You jokes
What number is better than 69?
88 'cause you get ate twice.
Woman: Doctor, doctor, I've been raped.
Doctor: Sex is good for you!
What keeps you breathing when you're on Earth?
I don't know. I suffocated at birth.
Where do you get 30% of your agua? From AGUAfers.
Did you hear about the band Manhole? I hear they're a metal cover.
Did you hear about the two burglars that stole a calendar?
I hear they got six months each.
Hey, fatboy, why are you so damn fat?
Because every time I f*** your mom, she gives me a cookie.
What do you call a fake noodle?
An impasta!
What is a room you can not enter?
A mushroom.
What do you get when you beat up an autistic kid?
Mashed potatoes.
If you don't like the video in 10 seconds, James Charles will sleep with you tonight.

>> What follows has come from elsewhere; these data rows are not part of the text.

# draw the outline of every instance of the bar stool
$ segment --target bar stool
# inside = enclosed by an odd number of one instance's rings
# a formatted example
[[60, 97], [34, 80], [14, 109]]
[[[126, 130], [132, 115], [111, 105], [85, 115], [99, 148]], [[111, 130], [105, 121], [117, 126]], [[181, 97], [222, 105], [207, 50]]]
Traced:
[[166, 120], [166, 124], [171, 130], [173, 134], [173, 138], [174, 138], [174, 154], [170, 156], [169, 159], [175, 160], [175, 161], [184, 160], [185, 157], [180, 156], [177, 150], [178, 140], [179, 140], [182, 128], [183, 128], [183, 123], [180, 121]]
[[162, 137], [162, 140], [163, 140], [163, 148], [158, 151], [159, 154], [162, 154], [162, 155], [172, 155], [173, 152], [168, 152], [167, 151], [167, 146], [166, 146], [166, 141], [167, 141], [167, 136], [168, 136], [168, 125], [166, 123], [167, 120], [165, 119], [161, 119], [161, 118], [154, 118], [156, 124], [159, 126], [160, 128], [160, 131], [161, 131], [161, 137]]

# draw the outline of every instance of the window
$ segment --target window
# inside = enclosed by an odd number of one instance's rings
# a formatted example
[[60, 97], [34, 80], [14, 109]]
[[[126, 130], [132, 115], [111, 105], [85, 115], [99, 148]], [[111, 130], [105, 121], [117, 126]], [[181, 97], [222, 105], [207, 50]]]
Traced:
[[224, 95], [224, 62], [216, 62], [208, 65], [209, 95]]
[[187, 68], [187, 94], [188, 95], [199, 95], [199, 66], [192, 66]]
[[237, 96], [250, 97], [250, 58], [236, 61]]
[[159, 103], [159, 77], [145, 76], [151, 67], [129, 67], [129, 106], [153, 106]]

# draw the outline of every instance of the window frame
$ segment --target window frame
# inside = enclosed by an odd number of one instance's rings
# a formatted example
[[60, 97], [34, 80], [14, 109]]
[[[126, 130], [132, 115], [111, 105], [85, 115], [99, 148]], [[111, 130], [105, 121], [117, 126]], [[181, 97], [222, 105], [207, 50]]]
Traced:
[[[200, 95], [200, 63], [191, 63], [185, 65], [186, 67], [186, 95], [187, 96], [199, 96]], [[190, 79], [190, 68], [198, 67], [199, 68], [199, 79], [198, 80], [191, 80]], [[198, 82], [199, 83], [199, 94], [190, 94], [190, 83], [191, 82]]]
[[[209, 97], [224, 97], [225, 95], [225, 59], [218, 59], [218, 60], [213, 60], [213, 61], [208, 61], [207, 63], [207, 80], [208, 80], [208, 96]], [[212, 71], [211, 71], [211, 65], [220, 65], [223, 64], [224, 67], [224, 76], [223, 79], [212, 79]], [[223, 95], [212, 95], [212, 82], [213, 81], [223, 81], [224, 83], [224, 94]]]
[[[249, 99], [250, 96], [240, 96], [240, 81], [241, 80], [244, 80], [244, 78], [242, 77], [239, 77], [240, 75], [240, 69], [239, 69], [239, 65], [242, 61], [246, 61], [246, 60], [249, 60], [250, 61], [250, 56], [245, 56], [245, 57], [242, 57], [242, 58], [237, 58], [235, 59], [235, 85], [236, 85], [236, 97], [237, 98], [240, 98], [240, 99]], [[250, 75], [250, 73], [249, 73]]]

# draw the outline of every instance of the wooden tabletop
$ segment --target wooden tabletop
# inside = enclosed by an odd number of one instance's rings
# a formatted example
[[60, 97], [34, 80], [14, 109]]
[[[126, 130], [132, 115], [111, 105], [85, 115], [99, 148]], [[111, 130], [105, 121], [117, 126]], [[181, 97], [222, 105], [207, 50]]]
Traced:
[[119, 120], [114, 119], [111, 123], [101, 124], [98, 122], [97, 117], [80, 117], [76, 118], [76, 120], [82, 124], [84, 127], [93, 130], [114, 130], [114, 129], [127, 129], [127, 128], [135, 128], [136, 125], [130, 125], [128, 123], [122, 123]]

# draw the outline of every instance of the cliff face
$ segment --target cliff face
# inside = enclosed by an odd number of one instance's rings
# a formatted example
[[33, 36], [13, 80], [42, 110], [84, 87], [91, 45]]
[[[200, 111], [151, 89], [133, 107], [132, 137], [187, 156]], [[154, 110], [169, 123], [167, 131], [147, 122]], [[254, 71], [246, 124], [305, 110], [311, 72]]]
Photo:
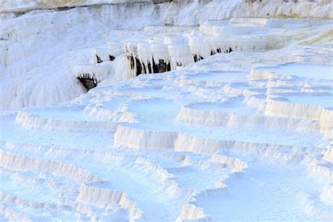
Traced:
[[233, 17], [333, 18], [333, 3], [329, 0], [1, 0], [0, 13], [136, 3], [159, 5], [156, 8], [162, 12], [161, 18], [175, 24]]

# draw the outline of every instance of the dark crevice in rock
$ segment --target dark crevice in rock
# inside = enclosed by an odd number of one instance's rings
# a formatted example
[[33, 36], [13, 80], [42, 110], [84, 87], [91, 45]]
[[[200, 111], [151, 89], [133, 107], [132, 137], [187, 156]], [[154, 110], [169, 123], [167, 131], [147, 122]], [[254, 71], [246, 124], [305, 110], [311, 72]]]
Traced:
[[116, 59], [116, 58], [113, 56], [109, 55], [110, 60], [113, 61], [114, 60]]
[[97, 63], [103, 63], [103, 60], [100, 58], [100, 57], [99, 57], [98, 56], [96, 55], [96, 58], [97, 58]]
[[96, 87], [99, 83], [95, 76], [95, 73], [93, 73], [92, 76], [89, 73], [81, 73], [77, 77], [77, 79], [87, 91]]
[[193, 55], [193, 58], [194, 58], [195, 63], [199, 62], [200, 60], [202, 60], [204, 59], [202, 56], [197, 56], [196, 54]]

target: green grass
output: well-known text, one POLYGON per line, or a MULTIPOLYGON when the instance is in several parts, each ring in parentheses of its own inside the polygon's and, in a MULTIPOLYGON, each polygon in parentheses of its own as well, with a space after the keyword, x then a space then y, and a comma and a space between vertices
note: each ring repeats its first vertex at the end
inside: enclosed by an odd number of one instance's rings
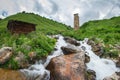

What time is it when you cannot walk anymore? Time to get a wheelchair 🦽
What time is it when you get home? Can you walk walk and a car and get home and get a walk home and get a dog 🐕? Today is the night I can drive.
What do you call a fat woman that prays?
A holy cow.
Teacher: What is a cow?
Kid: Meat.
Teacher: Nice. What is a chicken?
Kid: Eggs.
Teacher: What does the big fat pig give you?
Kid: Homework.
What did a fat cow give you?
Homework.
Me: I’m gonna smite the life out of you!!!
Orphan: What! No! Please no!
Me: What you gonna do? Run home and tell your parents? Wait, I forgot, you don’t have a home or parents!!!!
Wife: Honey! Do you like tea?
Husband: No, I like after "T"!
It means: the letter "U": you!
A man finds out his wife is cheating on him with his best friend, so he hires a hitman to shoot his wife in the head, and his friend in the balls. The hitman charges $100 per bullet. The man agrees.
Later, they set up, and the hitman looks through the scope and says, “I can save you $100!”
A woman ran into a police station screaming, "Help, I have been graped!" The policeman said, "Do you mean raped?" The woman said, "No, there was a bunch of them!"